Second, the Photowalk images function as an unintentional reference library. The competition’s shortlist — available in full through the Global Physics Photowalk website — shows solved details: how cryogenic service penetrations are routed without thermal bridging, how detector alignment corridors handle differential settlement, how lighting is managed in spaces where heat output from fixtures is a contamination risk. These are not solutions that appear in standard Entwurf textbooks.

Third, and most directly: communication. Denisov’s observation — that photography communicates why scientists do what they do — translates cleanly to architectural practice. The ability to make extreme-performance infrastructure legible to a public client or a planning authority is increasingly a competitive differentiator. Marco Donghia did it by turning off the lights and framing a human relationship. That is, in essence, a presentation strategy.

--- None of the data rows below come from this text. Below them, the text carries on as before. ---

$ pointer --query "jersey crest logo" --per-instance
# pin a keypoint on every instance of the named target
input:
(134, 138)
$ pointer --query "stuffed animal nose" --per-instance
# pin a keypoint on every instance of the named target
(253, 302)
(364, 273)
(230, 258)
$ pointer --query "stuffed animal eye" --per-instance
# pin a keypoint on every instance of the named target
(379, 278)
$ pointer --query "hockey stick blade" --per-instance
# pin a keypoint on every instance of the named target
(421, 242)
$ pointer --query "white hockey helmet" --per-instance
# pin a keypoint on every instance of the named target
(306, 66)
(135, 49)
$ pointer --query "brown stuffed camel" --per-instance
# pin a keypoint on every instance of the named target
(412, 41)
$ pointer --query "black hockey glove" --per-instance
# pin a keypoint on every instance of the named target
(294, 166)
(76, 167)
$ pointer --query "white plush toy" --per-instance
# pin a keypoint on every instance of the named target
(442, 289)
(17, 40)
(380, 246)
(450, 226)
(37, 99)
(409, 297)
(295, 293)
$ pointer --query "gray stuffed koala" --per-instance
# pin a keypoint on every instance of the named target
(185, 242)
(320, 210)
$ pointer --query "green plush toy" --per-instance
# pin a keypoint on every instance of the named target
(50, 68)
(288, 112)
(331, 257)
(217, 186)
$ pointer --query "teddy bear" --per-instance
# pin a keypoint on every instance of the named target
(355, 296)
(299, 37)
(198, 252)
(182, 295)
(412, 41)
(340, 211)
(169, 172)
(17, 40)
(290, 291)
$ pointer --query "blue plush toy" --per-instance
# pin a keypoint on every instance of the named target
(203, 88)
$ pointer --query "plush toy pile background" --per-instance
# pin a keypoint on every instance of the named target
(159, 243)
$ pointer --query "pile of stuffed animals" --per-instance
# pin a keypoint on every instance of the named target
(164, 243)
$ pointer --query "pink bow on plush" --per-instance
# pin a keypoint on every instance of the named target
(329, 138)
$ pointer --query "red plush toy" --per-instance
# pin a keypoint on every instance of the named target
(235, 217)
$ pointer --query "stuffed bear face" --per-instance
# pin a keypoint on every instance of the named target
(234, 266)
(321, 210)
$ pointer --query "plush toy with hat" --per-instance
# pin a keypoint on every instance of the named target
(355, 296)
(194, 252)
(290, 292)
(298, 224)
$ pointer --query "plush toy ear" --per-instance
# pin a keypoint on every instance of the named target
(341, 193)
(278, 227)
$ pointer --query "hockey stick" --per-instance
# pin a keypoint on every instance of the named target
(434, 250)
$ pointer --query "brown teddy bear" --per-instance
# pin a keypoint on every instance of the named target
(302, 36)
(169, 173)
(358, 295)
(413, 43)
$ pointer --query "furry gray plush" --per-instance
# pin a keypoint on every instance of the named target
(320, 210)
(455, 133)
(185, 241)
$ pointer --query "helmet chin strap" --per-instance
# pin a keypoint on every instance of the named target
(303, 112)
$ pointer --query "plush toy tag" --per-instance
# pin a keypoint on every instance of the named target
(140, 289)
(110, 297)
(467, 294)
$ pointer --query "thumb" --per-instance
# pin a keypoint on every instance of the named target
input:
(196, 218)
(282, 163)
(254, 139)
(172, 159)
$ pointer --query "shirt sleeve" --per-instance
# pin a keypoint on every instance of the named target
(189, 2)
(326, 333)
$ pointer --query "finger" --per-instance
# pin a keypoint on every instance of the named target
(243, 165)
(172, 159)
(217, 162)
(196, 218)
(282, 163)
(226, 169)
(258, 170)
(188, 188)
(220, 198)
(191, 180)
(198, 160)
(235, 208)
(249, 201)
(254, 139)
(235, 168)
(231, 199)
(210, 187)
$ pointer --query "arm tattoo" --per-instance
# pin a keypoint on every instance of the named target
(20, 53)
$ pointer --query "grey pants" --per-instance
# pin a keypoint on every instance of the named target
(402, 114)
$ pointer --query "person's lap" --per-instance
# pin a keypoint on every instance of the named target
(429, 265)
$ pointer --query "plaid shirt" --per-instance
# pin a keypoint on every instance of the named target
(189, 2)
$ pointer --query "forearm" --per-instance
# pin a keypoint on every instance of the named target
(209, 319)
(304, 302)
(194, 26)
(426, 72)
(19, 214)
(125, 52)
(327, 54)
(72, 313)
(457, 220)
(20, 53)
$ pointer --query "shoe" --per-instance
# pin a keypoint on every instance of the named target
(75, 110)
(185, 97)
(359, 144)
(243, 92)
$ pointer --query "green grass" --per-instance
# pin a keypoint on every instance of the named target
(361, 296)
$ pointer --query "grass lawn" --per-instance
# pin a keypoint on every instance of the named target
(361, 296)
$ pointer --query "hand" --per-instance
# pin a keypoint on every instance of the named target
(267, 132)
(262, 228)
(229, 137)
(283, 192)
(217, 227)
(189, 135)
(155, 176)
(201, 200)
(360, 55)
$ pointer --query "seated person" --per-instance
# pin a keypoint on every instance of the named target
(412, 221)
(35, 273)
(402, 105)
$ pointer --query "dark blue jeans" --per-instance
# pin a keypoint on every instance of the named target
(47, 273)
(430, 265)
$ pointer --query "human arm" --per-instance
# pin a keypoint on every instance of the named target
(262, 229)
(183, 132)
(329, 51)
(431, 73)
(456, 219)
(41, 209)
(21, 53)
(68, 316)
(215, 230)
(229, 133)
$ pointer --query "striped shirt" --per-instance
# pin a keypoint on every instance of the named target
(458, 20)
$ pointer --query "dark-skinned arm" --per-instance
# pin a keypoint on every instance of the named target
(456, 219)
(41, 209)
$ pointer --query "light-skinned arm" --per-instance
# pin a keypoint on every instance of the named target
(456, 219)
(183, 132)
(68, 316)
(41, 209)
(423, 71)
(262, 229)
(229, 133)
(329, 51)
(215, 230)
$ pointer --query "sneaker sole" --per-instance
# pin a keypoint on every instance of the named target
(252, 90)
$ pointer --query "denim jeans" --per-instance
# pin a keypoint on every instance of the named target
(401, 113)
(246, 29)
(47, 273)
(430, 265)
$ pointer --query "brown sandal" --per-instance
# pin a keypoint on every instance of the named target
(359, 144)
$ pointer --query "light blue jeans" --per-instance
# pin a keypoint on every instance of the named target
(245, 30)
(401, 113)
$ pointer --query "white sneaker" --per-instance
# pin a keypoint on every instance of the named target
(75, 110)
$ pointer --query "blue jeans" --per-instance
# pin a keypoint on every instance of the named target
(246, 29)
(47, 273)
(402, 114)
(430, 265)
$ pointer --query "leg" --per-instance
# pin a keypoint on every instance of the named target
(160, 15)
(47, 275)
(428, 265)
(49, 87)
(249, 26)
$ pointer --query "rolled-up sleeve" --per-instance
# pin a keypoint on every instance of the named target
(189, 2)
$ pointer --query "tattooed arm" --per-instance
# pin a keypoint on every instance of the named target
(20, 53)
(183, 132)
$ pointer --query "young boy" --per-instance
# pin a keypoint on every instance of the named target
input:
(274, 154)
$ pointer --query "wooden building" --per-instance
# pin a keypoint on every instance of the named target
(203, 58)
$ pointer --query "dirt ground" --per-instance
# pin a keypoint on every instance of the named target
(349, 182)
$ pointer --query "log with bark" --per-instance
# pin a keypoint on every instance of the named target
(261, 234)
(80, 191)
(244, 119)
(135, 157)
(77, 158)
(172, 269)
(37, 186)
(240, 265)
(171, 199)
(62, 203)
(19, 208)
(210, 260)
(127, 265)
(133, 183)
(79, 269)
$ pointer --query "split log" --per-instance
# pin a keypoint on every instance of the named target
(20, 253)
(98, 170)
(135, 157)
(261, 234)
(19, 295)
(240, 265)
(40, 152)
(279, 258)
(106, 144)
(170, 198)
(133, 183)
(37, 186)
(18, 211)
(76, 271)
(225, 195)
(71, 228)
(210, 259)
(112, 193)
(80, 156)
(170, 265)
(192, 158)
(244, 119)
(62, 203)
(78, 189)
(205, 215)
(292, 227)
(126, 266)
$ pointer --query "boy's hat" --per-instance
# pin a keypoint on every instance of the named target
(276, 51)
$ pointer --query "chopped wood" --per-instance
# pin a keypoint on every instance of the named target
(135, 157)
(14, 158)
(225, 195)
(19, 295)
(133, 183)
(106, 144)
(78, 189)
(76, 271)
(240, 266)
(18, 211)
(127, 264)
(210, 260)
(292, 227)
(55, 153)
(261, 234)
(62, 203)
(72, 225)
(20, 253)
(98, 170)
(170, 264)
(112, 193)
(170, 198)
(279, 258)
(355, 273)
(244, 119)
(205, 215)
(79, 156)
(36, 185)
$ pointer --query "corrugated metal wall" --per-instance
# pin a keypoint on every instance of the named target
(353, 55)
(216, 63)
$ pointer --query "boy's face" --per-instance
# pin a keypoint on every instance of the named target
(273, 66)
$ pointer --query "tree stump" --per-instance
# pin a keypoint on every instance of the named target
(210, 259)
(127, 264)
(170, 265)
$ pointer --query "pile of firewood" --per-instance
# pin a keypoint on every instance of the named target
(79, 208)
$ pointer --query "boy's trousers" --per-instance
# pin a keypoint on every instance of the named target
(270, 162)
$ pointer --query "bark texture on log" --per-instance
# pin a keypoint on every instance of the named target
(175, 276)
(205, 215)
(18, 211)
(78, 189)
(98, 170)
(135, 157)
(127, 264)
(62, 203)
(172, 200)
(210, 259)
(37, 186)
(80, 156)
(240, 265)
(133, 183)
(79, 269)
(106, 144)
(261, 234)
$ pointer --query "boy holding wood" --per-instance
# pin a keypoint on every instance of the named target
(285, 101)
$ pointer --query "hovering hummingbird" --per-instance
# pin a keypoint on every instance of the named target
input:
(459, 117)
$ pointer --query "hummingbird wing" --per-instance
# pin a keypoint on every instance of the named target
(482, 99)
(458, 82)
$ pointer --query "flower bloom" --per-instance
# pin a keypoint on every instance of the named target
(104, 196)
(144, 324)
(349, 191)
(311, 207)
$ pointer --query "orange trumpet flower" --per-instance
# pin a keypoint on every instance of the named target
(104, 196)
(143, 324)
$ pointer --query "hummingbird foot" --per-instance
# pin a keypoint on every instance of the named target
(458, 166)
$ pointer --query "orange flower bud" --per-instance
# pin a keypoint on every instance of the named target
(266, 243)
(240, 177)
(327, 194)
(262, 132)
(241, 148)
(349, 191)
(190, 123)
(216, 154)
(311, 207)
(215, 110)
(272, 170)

Atelier: If your office is preparing a Wettbewerb for a university research facility or a precision-environment building, pull the Photowalk shortlist before the next team session. Use it as a constraint-mapping exercise: for each image, identify the environmental tolerance that drove the spatial decision visible in the frame. It takes forty minutes and produces a better brief annotation than most site-visit reports.

The full shortlist is at the Global Physics Photowalk site. The Quanta Magazine piece by Zack Savitsky is the fastest way into the context. Start with the cryostat image — not because it is beautiful, though it is — but because it contains a complete argument about what a building can be when the physics sets the terms.